Kreetta Järvenpää Finnish, b. 1974
Kreetta Järvenpää skillfully arranges vibrant floral arrangements informed by the colors, textures and shapes of various plants and photographs them. The characteristics of different flowering phases, such as buds blooming and wilting, come together to perform a symphony about the passage of time, life and death.
Everything begins with flowers for artist Kreetta Järvenpää (b. 1974, Finland). cFollowing this narrativity, the work Seahorses and Mermaids (2022) carries with it a background story of how the artist found an old seahorse carcass in an antique store. She was mesmerized and haunted by its existence and how it had once been alive but was now preserved as an object. The delicacy of the creature and its status as an endangered species became the source of inspiration for the work.
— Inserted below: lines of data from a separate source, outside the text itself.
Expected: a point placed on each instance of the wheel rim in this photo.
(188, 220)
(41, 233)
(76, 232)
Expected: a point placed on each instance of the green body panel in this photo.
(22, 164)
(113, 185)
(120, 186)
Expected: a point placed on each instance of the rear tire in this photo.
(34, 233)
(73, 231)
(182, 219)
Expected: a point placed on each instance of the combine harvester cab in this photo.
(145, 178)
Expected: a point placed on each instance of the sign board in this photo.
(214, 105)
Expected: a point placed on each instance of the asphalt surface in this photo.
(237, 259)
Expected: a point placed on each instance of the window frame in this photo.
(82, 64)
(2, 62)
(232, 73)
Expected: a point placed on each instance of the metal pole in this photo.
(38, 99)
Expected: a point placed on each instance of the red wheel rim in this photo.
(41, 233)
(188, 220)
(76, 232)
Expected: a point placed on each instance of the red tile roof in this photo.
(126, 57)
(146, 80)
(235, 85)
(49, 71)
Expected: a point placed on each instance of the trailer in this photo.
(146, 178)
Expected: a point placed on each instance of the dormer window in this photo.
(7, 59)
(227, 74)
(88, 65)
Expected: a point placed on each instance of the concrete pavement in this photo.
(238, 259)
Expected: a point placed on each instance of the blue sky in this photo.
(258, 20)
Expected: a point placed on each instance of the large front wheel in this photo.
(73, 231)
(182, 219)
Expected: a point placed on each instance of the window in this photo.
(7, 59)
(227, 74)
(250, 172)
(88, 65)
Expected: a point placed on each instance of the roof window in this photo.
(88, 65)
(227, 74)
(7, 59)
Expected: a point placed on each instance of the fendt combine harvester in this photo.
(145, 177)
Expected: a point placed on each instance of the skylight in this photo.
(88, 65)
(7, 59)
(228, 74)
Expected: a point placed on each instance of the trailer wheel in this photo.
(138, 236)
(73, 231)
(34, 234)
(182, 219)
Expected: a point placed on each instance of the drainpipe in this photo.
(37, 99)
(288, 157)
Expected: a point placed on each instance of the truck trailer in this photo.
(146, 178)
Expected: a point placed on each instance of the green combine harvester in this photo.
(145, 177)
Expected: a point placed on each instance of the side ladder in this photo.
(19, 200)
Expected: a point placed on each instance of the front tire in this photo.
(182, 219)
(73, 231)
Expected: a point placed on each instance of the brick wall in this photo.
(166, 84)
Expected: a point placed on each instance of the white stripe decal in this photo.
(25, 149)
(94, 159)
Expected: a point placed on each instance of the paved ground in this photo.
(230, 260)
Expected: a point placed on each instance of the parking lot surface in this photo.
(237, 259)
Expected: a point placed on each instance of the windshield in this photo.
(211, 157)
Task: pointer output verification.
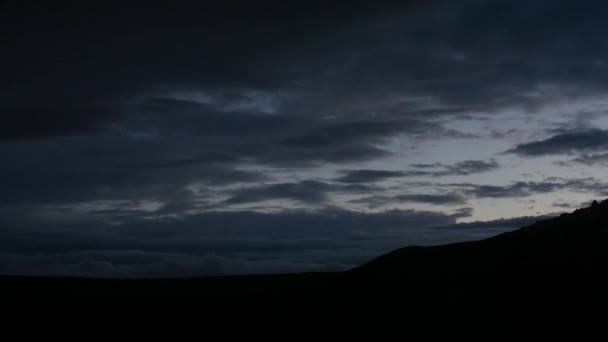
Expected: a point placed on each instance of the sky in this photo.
(195, 139)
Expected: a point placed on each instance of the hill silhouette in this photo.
(543, 280)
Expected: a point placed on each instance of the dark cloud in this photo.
(587, 159)
(524, 189)
(434, 199)
(565, 143)
(465, 168)
(110, 110)
(211, 242)
(311, 192)
(368, 176)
In the lower half of the composition, leaves and broken flowers lay scattered across the base, while a contrast of various purple flowers and yellow branches reach upward striving for life; a symbol of hope planted by the life of a seahorse.
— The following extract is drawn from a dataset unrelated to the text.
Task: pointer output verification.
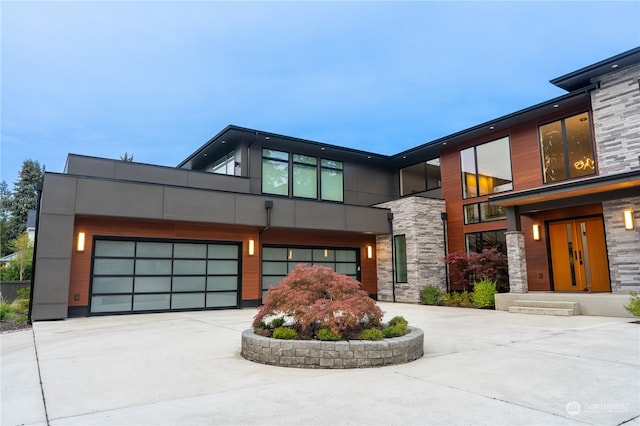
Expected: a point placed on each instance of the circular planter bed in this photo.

Kreetta Järvenpää is a Helsinki-based artist who specializes in photographing flowers and plants, creating contemporary floral fantasies inspired by the Dutch golden age. She has an MA degree from the University of Lapland in Rovaniemi, Finland. Järvenpää has been exhibiting her photographs since 2017 and she has been featured in publications such as Rum Ute, Helsingin Sanomat newspaper, Asun magazine and Orlando magazine.
Learning to speak the language of flowers.
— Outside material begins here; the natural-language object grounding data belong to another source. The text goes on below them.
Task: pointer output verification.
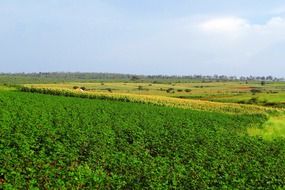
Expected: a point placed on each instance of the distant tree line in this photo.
(59, 77)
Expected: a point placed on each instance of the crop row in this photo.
(231, 108)
(53, 142)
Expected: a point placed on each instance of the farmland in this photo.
(137, 136)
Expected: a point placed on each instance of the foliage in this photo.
(158, 100)
(50, 142)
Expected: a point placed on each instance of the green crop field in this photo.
(271, 94)
(56, 142)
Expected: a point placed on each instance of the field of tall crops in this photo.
(56, 142)
(231, 108)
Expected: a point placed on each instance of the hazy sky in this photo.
(232, 37)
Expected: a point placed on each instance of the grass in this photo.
(271, 129)
(56, 142)
(272, 94)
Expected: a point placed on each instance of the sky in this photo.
(169, 37)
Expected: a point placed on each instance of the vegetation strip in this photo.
(230, 108)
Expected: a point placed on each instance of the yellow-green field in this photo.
(271, 94)
(223, 97)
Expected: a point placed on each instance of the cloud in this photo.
(227, 24)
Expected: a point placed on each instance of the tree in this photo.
(262, 83)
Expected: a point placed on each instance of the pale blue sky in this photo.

Flowers are my materials; they are expressive and shaped by time. Since 2016, I have been making floral arrangements and photographing them to capture every detail into a frame. Everything must be perfect before taking the final shot and I want that my photography doesn’t look like a photograph at all. I create an escape window from reality with my camera – a floral fantasy.
When I was in my twenties, I swore I would never work with plants or gardens. I identified flowers and plants with my mother – they were her. When she died 20 years later, I felt a need to work with flowers and abstract painting. Suddenly the door was open to me and I understood what I had inherited. Flowers were left for me to build my own connection to making art.
I love my freedom to create the world I want; reality and time have no meaning to me. I find my meditative space through the beauty of changing and decaying flowers, and in my works they last forever. I choose my flowers carefully and try to work as ecologically as I can. I paint my own backdrops and I construct arrangements at my workspace where I have an orange tree. This tree was grown by my mother from a single orange seed. She bought the orange from the grocery store in 1965.
Now I’m on a journey with my own language of flowers.